Though the prescribed exemptions are incorporated to facilitate the interests of presumed low-risk entities, the threat still persists. Even if such entities are excluded for being perceived to be innocuous, they can still be misused to circumvent regulations. To avoid compliance with the new disclosure rules, an FPI can, for example, structure its investments to fall under one of the exemptions, even if it does not qualify to be one. Exempting such entities from disclosure norms may potentially lead to BOs concealing crucial information, perpetuating ambiguity and facilitating exploitation for illicit purposes. Further, the exemptions, if not supported with additional dedicated guidelines, can promote the low-risk entities to bypass regulations, posing a potential threat of regulatory arbitrage.


Conclusion


The Adani case has emerged as a pivotal precedent, illuminating the compelling necessity for augmented disclosure requisites and the imperative to rectify the ramifications of inadequate regulatory measures. The deficiencies that hindered the regulator's investigation in this case underscore the exigency for a relook towards both the regulatory framework and the investigation protocols. These reforms are indispensable not only for upholding regulatory compliance but also for serving as a potent deterrent against non-compliance.
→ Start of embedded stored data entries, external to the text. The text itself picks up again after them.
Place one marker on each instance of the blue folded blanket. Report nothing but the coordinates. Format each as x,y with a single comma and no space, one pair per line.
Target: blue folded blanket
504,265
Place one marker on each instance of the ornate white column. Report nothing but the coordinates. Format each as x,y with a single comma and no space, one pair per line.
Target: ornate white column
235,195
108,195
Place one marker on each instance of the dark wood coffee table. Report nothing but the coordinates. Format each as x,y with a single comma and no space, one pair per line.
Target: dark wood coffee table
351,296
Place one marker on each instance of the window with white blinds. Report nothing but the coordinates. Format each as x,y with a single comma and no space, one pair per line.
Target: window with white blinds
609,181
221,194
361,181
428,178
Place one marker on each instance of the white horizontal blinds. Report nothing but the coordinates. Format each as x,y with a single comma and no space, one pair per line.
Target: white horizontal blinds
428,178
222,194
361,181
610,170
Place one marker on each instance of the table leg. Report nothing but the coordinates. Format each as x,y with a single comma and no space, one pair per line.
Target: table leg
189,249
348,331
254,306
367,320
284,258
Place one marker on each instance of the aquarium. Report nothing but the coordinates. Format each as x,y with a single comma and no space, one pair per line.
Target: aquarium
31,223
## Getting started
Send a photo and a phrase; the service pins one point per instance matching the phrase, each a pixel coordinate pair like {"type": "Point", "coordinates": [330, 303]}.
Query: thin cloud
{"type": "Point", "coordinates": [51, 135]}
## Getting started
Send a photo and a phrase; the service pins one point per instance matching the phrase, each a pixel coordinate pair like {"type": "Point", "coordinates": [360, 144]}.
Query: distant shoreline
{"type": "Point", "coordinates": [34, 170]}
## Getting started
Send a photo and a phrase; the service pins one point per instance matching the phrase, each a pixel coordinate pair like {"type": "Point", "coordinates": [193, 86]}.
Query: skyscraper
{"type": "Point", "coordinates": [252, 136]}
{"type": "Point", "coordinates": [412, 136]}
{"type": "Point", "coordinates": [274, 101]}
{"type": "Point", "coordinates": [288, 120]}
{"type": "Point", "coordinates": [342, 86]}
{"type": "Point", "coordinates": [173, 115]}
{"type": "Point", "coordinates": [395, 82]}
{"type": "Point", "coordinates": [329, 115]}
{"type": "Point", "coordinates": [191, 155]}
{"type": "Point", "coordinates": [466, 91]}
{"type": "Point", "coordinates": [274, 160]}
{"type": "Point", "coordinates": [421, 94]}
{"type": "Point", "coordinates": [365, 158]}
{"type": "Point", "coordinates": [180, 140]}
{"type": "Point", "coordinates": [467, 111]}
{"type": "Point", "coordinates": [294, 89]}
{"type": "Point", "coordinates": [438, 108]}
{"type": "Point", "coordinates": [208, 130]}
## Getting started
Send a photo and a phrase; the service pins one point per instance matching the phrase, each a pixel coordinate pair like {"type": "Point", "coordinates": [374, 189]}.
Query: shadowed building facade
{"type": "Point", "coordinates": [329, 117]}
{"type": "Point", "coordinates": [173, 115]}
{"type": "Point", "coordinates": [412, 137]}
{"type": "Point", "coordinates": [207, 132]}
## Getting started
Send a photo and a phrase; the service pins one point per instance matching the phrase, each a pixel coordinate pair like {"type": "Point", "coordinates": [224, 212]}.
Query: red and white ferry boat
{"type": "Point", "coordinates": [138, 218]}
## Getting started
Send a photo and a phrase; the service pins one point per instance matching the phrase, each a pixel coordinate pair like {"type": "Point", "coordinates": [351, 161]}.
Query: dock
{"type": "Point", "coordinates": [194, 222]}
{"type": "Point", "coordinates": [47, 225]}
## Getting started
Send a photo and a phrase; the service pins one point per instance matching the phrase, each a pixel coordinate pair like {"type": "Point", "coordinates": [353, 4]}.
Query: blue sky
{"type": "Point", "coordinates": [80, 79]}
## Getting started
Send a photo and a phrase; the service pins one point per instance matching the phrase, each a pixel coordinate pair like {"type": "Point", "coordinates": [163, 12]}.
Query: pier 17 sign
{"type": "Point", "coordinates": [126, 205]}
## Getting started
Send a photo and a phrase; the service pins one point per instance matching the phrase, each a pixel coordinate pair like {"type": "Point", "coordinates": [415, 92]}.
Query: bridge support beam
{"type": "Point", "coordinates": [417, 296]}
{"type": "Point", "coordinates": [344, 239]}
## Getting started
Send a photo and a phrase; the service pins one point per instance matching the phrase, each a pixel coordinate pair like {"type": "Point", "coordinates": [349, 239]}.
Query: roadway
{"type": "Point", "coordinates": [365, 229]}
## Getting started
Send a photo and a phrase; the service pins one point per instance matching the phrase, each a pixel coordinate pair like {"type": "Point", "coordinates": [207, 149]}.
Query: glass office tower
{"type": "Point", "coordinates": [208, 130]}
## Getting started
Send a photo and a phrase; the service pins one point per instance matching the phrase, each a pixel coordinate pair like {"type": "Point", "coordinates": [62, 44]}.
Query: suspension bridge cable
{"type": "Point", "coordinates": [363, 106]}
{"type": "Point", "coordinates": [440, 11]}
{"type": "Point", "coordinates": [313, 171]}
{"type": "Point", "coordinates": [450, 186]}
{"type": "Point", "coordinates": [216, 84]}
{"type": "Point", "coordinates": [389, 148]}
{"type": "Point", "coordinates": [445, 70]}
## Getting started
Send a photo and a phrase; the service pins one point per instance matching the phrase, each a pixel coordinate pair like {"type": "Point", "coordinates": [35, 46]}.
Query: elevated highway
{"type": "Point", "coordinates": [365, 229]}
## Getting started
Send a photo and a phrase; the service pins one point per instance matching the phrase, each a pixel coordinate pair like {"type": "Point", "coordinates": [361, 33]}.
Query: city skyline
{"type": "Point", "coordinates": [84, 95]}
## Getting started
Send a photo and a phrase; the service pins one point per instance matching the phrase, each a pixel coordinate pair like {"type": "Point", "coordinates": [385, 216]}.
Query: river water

The recent disclosure mandates offer a more robust and resilient framework, poised to mitigate the risks associated with severe market fluctuations. To effectively execute these stipulated standards, SEBI must contemplate the adoption of a risk-based approach. This approach would entail subjecting entities, including those that enjoy exemptions, to varying levels of due diligence contingent upon their risk profiles. Such a stratagem ensures that high-risk entities face rigorous controls, whereas low-risk entities are not inundated by onerous procedures. While the circular represents a positive stride toward fortifying FPI disclosure regulations, it is apparent that the aforementioned issues warrant a comprehensive overhaul of its implementation, necessitating appropriate modifications in the foreseeable future.